1 mongodb://userid:password@hostname.domain/?directConnection=true&tls=true&tlsCAFile=%2Fpath%2Fto%2FrootCA.crt&tlsCertificateKeyFile=%2Fpath%2Fto%2Fserver_certificate.pem
Wherein again:
- The tlsCertificateKeyFile pointed to by the path is a combined .pem of the server certificate and its private key.
- The tlsCAFile pointed to by the path is the self-signed root certificate authority certificate (without its private key).
If you do have a registered domain name and want to work with a genuine certificate authority, a free-of-charge choice is Let's Encrypt. Visit that website and follow the instructions to obtain a server certificate for your installation.
Make sure the Let's Encrypt root and intermediate CA certificates are part of the operating system trust store for the server and for any client.
Get the complete instructions for enabling TLS and read more about how to configure mongod and mongos for TLS/SSL. The short answer in this article's context is that the TLS subkey of the net key in the mongod.conf file should look something like this:
1 net: 2 tls: 3 mode: requireTLS 4 certificateKeyFile: /etc/ssl/mongodb.pem
Where mongodb.pem is the combined server certificate + key.
Remember when we mentioned simplicity earlier in this article? Let's Encrypt automated certificate issuance involves the ACME protocol. This Automatic Certificate Management Environment has several implementations from among which you must choose.

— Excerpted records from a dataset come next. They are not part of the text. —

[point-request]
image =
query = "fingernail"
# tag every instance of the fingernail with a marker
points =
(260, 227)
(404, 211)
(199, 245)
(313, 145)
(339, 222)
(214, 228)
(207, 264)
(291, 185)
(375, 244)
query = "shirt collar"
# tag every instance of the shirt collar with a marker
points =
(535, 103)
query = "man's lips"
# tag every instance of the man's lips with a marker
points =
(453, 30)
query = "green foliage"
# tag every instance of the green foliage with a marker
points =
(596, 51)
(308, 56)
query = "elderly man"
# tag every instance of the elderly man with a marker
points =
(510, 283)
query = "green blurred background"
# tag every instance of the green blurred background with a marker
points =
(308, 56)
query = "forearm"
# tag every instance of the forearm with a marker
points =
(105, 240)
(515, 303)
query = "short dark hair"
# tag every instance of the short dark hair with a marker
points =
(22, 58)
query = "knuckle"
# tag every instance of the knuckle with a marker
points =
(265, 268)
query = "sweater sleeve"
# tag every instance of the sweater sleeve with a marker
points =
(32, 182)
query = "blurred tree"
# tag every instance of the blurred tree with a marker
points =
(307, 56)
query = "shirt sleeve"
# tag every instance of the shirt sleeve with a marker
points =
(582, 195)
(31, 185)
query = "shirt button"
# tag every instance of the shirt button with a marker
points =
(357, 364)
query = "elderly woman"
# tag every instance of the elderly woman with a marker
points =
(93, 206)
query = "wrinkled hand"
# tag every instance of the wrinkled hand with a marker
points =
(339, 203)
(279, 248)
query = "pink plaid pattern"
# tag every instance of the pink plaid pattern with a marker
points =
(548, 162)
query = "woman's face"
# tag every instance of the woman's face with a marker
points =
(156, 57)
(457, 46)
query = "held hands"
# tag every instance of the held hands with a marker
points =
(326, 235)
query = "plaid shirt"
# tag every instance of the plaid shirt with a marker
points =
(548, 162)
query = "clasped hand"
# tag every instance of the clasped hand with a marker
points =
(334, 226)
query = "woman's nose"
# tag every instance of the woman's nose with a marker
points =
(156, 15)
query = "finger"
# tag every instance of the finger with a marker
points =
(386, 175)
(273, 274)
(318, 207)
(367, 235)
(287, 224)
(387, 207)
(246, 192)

ACME implementations have been the subject of a few CVEs, e.g. [1,2,3]. You can see why some choose to defer this complexity until production.

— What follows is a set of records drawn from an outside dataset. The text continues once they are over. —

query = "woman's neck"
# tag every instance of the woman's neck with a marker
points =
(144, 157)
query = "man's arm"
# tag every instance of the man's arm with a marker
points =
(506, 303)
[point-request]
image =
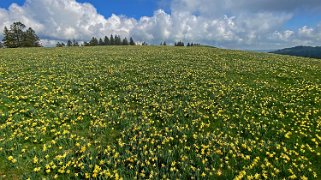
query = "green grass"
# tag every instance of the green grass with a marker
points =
(158, 113)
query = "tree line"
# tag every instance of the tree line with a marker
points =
(19, 36)
(113, 40)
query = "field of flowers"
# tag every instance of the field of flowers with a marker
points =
(158, 113)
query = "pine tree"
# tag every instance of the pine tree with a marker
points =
(100, 42)
(69, 43)
(131, 41)
(106, 41)
(8, 40)
(30, 39)
(93, 41)
(112, 41)
(125, 41)
(75, 43)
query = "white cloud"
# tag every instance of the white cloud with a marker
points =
(242, 24)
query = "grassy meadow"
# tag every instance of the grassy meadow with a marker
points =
(158, 113)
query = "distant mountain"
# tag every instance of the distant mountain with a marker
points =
(303, 51)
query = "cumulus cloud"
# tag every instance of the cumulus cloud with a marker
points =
(234, 24)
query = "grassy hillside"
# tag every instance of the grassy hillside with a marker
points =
(158, 112)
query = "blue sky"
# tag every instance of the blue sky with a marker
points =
(242, 24)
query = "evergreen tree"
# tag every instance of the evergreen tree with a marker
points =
(118, 40)
(31, 39)
(106, 41)
(86, 44)
(112, 41)
(75, 43)
(93, 41)
(101, 42)
(131, 41)
(18, 34)
(8, 40)
(125, 41)
(69, 43)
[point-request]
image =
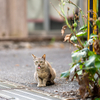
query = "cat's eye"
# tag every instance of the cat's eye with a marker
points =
(41, 61)
(36, 62)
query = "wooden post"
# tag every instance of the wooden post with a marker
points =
(92, 5)
(16, 16)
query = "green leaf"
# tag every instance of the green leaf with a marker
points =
(90, 62)
(91, 53)
(73, 38)
(99, 81)
(81, 34)
(79, 72)
(65, 74)
(97, 64)
(83, 28)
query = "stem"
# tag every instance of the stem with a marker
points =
(71, 28)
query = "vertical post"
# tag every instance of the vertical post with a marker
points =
(81, 2)
(16, 16)
(90, 23)
(46, 15)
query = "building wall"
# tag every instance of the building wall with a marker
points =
(13, 18)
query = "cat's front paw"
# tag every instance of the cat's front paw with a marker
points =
(39, 85)
(43, 85)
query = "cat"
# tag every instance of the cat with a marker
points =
(44, 73)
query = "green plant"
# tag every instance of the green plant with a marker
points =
(86, 64)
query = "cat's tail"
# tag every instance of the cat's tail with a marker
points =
(35, 76)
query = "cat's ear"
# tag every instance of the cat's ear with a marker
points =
(33, 56)
(44, 56)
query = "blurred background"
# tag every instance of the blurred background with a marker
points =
(32, 19)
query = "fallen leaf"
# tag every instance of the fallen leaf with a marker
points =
(17, 65)
(62, 31)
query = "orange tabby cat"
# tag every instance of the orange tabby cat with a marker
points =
(44, 73)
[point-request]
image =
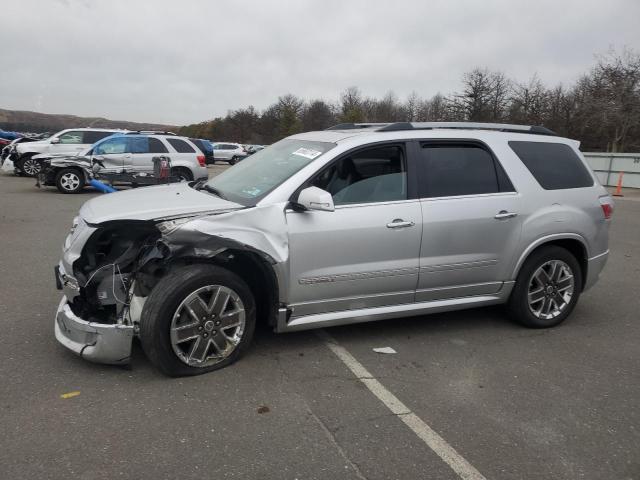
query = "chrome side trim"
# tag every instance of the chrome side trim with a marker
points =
(457, 266)
(598, 256)
(332, 319)
(358, 276)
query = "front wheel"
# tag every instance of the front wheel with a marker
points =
(547, 288)
(69, 180)
(197, 319)
(30, 167)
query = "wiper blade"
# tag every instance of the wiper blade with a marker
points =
(214, 190)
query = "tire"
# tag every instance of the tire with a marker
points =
(163, 316)
(70, 180)
(553, 278)
(182, 174)
(29, 167)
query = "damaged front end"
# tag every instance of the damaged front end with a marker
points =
(97, 274)
(108, 270)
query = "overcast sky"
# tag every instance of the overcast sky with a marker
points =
(185, 61)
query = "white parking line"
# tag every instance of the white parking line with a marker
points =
(434, 441)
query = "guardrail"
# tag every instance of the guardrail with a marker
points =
(607, 167)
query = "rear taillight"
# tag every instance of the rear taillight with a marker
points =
(607, 206)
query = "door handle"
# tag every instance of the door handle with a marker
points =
(400, 223)
(503, 215)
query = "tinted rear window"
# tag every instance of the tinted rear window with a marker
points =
(93, 137)
(156, 146)
(459, 169)
(180, 145)
(554, 165)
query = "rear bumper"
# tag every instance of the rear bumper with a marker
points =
(594, 267)
(96, 342)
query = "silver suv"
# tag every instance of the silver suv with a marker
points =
(357, 223)
(65, 142)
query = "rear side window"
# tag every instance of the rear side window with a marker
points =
(180, 145)
(92, 137)
(156, 146)
(199, 144)
(449, 170)
(554, 165)
(71, 138)
(139, 144)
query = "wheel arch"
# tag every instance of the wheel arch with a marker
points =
(572, 242)
(251, 267)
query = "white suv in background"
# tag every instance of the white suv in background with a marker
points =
(129, 153)
(229, 152)
(65, 142)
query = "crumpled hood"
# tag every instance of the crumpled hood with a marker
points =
(42, 156)
(151, 203)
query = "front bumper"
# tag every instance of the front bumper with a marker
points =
(96, 342)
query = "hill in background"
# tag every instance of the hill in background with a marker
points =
(23, 121)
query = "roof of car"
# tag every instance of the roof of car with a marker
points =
(403, 126)
(352, 131)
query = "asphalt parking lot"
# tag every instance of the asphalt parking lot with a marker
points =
(513, 403)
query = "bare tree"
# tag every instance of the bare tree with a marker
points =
(351, 106)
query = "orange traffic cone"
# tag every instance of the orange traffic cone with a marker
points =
(618, 192)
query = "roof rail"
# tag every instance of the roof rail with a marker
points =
(148, 132)
(354, 126)
(400, 126)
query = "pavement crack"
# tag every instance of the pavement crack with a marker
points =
(334, 442)
(330, 436)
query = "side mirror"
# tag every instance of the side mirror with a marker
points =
(314, 198)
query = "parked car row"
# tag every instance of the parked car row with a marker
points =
(70, 159)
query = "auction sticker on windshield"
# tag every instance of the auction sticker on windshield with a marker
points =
(307, 153)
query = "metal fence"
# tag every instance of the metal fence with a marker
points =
(607, 167)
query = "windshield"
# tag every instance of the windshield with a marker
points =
(252, 179)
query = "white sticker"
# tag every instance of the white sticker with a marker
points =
(307, 153)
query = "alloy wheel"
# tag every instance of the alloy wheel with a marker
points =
(70, 181)
(31, 167)
(550, 289)
(207, 326)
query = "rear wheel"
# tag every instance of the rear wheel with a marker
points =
(547, 288)
(199, 318)
(69, 180)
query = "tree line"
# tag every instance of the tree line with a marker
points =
(601, 109)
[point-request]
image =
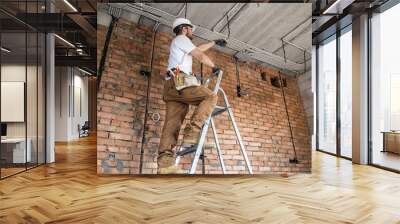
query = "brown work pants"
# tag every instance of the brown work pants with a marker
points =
(177, 108)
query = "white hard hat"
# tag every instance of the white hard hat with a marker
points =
(182, 21)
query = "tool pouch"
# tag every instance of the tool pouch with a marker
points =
(183, 80)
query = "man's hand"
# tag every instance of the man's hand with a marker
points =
(216, 71)
(220, 42)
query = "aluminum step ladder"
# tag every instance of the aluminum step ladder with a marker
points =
(198, 149)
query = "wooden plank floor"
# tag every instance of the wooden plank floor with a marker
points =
(69, 191)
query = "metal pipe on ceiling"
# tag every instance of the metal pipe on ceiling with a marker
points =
(235, 16)
(254, 52)
(223, 17)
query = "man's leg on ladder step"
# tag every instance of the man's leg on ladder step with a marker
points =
(176, 112)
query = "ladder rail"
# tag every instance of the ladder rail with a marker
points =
(205, 127)
(221, 160)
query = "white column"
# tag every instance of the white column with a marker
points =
(360, 90)
(50, 94)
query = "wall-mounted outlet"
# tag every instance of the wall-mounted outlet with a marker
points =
(111, 156)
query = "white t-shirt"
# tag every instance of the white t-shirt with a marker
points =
(180, 48)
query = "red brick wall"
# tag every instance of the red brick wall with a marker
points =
(260, 116)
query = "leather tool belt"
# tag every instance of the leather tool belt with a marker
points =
(182, 80)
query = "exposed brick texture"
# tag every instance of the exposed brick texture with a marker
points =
(260, 116)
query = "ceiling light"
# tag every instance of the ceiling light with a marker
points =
(70, 5)
(5, 50)
(65, 41)
(86, 72)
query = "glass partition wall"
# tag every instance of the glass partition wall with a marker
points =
(334, 93)
(22, 78)
(385, 89)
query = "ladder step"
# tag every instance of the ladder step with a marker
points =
(218, 110)
(187, 150)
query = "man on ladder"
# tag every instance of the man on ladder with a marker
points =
(182, 89)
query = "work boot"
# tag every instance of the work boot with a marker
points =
(191, 135)
(166, 163)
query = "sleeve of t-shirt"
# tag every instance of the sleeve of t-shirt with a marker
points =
(185, 44)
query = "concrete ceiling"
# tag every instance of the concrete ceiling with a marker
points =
(257, 27)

- A self-signed certificate chain is a sensible choice for a realistic local development installation in a reasonably "safe" environment.
- A self-signed certificate chain should never be deployed in production.
- A self-signed certificate chain should never be deployed in development if development or testing exercises sensitive data.
- An enterprise local certificate authority represents an important alternative to a hand-rolled, self-signed certificate chain such as we have presented here.
- If you have a DNS name and are ready for a genuine certificate authority, Let's Encrypt is a good entré.
- MongoDB Community Edition presents flexible configuration options for modeling deployment scenarios, as we have seen in this article.